Three comments above stand out for me:

1. "I actually think Palin could be a good President with some OJT, and I agree with her more often than any of the others."

Not trying to be snarky here, but...really? What has she actually said in terms of her beliefs and plans for this country that you agree with?

2. "'Ultraconservative white supremacists' are a dwindling and frightened rear guard."

What makes you say that? Just a hunch? I don't get the impression that they are dwindling OR frightened these days.

3. "FDR engaged in far more trickery than Bush to get us into war with the Nazis."

Are you actually trying to say here that the Dems used more manipulation to get the U.S. into World War II than Bush and his cohorts did to get us into Iraq? Are you also comparing the two wars and saying that Iraq is somehow a nobler cause than fighting the Nazis?! What was the trickery? Do you think Pearl Harbor was some FDR-ordered conspiracy?

Finally, I can't believe people are still dredging up Bill Clinton's problems with his zipper. ***YAAAAAWWWWNNNNN!*** A) He's not running for office so if you have to resort to that to slam the Democrats, it's a little sad. B) I wouldn't want to be married to the guy, but I would certainly rather have him in the White House than George W. Bush who may not be cheating on his wife but has been fucking us over royally for eight years. C) The Republicans are HARDLY in the clear in terms of this seamier side of their personal lives, in case you haven't noticed.

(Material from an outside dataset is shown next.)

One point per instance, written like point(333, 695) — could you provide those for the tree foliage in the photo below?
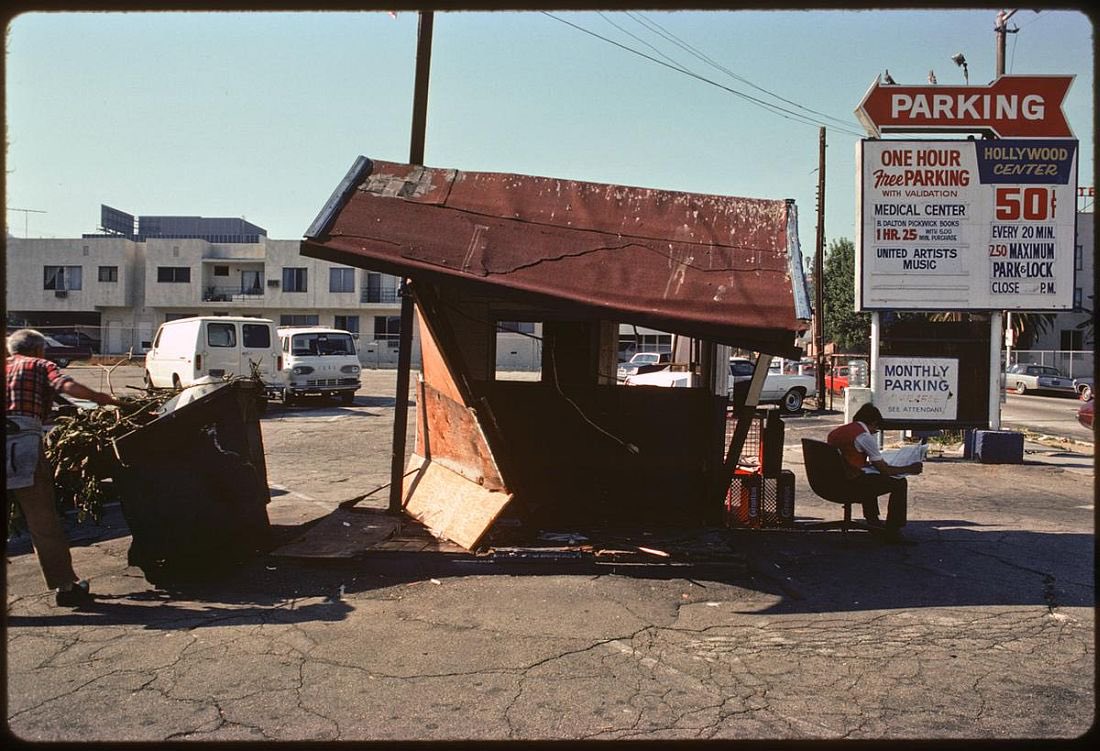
point(848, 330)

Oops, I really was trying to get through this comment without any snarkiness or partisan hysteria. I failed!

karen

"And karen, if Clinton is running in this race and I don't know about it, I would greatly appreciate you sharing that information." ...

Jason... whatever.

Elyas

I have to echo some other commenters' observation that, although you took a long road to get here, it seemed long ago like this was your final destination.

And there's nothing wrong with taking the long road. However, it seems like your focus for months and months has been on issues of personality. You've tried to psychoanalyze both candidates and dig deep below the surface, and in doing so, you have paid little attention surface itself (i.e., actual policy) where answers may be easier to come by.

They have very different plans for once they are in office. Do you favor a timetable for withdrawal from Iraq? Do you prefer tax cuts for the upper or middle income brackets? Do you prefer focus on expanding coverage or targeting costs with respect to healthcare? And so on...

We all make decisions differently, and I certainly don't fault you for exploring beneath the surface. But as a long-time reader, I've been a little disappointed in how much personality has overshadowed policy in your quest to reach a decision.

jason

Brilliant response, karen! I can see your vote will count for a great deal given such an eloquent, indisputable line of reasoning.

How McCain of you...

RW Rogers

Thanks for sharing your decision, Annie. I'm impressed by the number of mind-readers here. If you find yourself too busy to write posts, I'm sure any one of them is qualified to write them for you and will be more than happy to so so.

Ruth Anne

Annie:
We were driving back from the beach today and I thought back to our meet-up 11 months ago when we both sheepishly admitted finding Huckabee to be intriguing. So now he's got his own show on FoxNews with a house band called the "Little Rockers." And McCain brought back his campaign from life support and Obama slayed Hillary. What a difference 11 months make.

Donna B.

Amba, what I'm wondering is... if you'd decided to vote for Obama, if I would be spending so much time and so many words trying to talk you out of it.

I think it's pretty funny that your posts have made me take a second look at Obama several times. (Would that be second, third, and fourth looks?)